Don’t go through this journey alone. Sharing my pain and bewilderment with other people in the same situation helped. Soon after Mom’s diagnosis, a friend whose mother also had Alzheimer’s, took me out for coffee one day and openly answered every question I put to her. I was affected most profoundly by Judy relating that her mom did not know who she was anymore. I could not then imagine how a child’s whole life could be swallowed up by this disease. Now, sadly, I know better.

Chanukah is an eight-day festival. Each successive day we light one more candle, until on the eighth day, there is a blaze of light spilling from our windows. “The proper response, as Chanukah teaches, is not to curse the darkness but to light a candle,” explains Rabbi Irving “Yitz” Greenberg.

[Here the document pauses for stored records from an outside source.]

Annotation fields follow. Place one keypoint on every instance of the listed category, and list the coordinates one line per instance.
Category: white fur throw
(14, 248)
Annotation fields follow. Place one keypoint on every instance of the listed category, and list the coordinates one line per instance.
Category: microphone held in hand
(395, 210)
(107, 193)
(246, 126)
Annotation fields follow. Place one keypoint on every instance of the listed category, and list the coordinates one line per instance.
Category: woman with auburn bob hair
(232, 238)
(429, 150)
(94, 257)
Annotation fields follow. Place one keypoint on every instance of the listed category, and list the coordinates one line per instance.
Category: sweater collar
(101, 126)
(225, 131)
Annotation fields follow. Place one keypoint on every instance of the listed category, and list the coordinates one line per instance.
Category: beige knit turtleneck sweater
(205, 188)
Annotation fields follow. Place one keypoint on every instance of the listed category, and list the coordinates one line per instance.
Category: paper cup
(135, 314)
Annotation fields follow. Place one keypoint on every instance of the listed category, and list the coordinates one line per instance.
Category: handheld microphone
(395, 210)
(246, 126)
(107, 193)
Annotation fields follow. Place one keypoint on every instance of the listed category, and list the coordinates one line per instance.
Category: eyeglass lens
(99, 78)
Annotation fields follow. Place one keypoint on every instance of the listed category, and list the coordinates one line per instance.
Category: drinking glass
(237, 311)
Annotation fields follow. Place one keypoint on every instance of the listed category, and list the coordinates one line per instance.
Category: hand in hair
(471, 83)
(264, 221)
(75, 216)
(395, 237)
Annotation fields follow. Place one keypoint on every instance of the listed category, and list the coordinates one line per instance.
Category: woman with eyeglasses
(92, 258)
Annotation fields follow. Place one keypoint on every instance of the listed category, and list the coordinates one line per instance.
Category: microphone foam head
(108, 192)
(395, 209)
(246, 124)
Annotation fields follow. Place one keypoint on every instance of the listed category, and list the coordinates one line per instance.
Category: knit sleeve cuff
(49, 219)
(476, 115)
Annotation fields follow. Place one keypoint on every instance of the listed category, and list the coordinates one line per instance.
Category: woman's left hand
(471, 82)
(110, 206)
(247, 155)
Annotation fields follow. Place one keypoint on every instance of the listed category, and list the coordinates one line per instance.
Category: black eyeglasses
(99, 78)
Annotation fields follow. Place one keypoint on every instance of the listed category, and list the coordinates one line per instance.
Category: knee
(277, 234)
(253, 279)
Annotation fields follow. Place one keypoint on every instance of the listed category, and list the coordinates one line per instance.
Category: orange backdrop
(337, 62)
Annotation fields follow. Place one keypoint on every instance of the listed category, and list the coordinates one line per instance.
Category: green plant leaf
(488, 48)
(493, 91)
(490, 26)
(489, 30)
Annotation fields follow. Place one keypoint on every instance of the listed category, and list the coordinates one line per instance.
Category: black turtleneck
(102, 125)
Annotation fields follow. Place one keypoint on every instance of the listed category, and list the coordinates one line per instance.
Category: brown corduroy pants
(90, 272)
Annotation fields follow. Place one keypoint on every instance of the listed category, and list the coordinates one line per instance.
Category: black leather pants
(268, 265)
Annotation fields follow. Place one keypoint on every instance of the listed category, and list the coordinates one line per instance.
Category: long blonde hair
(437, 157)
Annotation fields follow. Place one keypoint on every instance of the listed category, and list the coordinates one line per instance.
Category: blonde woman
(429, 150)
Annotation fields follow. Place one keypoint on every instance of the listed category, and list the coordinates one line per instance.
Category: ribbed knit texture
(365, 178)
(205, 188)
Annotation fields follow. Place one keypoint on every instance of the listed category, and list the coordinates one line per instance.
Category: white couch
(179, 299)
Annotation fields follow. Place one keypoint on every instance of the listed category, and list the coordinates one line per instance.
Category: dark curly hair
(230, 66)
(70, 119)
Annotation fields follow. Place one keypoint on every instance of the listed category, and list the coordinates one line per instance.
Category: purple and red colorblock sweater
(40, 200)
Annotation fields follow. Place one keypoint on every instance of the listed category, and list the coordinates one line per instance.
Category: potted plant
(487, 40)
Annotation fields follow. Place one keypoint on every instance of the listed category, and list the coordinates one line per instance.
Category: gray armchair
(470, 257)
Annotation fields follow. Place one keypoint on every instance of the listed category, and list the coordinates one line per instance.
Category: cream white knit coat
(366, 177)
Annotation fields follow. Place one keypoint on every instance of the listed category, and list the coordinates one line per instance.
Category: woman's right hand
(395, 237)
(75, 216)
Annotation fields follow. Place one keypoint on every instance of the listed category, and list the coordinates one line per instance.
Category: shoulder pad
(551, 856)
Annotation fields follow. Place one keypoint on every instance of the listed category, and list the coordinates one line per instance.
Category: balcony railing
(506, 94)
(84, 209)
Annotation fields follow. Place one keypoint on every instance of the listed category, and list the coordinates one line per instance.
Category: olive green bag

That is exactly my intention.

Chanukah, oh Chanukah. Doughnuts are the least interesting part of Chanukah historically, but they are synonymous with the modern-day holiday. Tis the season to eat as many fried foods as possible, and doughnuts are at the top of the list. The trick is to eat them without gaining a million pounds. Here’s a sensible recipe that I made especially for my dad.

Saba No-Fry Doughnuts

I made these doughnuts specifically for my dad—no milk, no fried dough. He deserves a special treat. They came out well and they give the illusion of eating a real doughnut. The less you knead the dough, the spongier the doughnuts turn out.

2 tsp yeast

½ cup sugar

¾ cup warm soy milk

4 eggs

½ cup oil

3¾ cups flour

1 tsp salt

1 tsp vanilla


1½ cups powdered sugar

2-3 Tbsp soy milk

1½ tsp vanilla

For chocolate icing add 2½ Tbsp baking cocoa


Proof yeast in a small bowl by adding yeast, sugar and warm soy milk. Let react for 15 minutes. Add eggs and vanilla. Sift in flour and salt. Knead till dough forms. Let rise for two hours in a warm area. Refrigerate dough overnight (can be up to two days). Remove from fridge and shape as follows: Without kneading the dough, make fist-sized balls and place on a baking tray covered in baking paper. Use a small, round cookie cutter or other item to make the doughnut holes. When all the doughnuts are made, cover with a towel and let rise for up to an hour in a warm area. Brush tops with egg and bake at 375° for 15 minutes. Meanwhile, in a separate bowl, mix icing ingredients. Dip warm doughnuts in icing then let cool. Microwave for 15 seconds just before eating.